We have had great difficulty in finding him a therapist,...but not for gender issues.
In addition, he also has impulse control issues, especially when receiving too much stimuli. He has hit others, says inappropriate things, pulls his pants down in class, and tells me that his brain is bad, that he's bad, and that he should just die. A six year old shouldn't feel this way.

Regarding the gender issue, he has told me that he wants to be a girl, but he really has trouble verbalizing why. He has told me that boys are bad and girls are good, which reminds me of my own childhood except that he has a very loving and supportive family. He always wants to be a female character during games, pretends to be female characters from television, and always talks about growing "bumps" (breasts). He goes through periods of wearing his pants on his head (girl hair), tucking socks under the waste band (earrings), and pulling shirt down around his waste (skirt).

In someways, I take some pleasure in it, because I wish I had been so open and had parents who will let him dress as a girl if he wants. It makes me feel less alone, and makes me feel that there may be some genetic component to all of this as well.

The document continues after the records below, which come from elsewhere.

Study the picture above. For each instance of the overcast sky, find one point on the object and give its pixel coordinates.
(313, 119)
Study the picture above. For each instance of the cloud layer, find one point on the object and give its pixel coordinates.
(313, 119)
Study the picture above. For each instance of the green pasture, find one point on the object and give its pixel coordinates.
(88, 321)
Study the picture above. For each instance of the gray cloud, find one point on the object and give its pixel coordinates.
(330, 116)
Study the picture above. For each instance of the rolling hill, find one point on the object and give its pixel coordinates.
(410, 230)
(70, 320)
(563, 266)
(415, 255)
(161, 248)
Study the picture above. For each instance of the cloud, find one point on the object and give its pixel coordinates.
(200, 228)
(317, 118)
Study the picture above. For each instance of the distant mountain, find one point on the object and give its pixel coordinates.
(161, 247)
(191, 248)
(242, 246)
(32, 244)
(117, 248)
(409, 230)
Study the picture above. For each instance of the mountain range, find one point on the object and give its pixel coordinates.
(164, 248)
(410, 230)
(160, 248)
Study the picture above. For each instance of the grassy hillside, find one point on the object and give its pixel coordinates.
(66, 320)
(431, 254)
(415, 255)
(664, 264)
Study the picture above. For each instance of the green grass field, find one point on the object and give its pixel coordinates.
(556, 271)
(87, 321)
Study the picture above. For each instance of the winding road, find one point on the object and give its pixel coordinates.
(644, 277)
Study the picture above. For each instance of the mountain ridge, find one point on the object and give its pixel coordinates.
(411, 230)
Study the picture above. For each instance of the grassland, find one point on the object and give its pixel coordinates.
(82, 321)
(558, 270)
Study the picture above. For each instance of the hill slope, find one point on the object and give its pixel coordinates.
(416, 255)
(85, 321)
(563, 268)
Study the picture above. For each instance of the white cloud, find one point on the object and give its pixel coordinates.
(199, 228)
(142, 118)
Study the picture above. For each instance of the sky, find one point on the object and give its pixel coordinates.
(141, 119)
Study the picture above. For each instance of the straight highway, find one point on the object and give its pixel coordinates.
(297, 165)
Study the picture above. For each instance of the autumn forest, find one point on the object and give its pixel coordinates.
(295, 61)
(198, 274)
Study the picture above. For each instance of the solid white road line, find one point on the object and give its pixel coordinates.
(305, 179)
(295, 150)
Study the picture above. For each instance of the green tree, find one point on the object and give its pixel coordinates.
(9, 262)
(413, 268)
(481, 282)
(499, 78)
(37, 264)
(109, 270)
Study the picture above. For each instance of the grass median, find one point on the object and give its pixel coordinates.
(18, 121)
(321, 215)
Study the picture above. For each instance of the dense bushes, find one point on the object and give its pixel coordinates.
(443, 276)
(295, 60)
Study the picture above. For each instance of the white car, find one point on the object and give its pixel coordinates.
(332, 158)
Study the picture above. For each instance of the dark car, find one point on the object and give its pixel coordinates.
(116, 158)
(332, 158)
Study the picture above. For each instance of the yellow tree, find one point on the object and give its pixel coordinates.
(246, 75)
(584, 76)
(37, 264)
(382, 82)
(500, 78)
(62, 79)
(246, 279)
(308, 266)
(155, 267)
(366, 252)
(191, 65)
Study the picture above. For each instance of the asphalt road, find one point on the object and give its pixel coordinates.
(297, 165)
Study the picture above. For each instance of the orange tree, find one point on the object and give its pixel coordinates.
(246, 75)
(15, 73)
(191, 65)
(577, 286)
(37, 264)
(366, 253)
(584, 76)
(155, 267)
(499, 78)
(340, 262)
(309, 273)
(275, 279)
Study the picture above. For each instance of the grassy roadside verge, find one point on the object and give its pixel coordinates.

However, I am keenly aware that I can be a harmful psychological factor in his development if I do not try to remain an object and loving father. It is for that reason I neither encourage nor discourage his cross gender feelings, and do not cross dress in front of him. I do tell him that boys are not bad, and that he is not bad. I tell him that I love him no matter what. He has yet to ask for any girl's clothing, yet. I am quite willing to take him shopping,...but my wife,...?

The strange thing is,...he does not act like a girl. He's very active, very aggressive,...very boy-like. His favourite jokes are all about farts, poop, pee, etc,... He never fails to laugh at the last squirt of ketchup. That said, he wants the girl toys and clothes he sees advertised on television, especially those Sketchers sneakers: Twinkle Toes.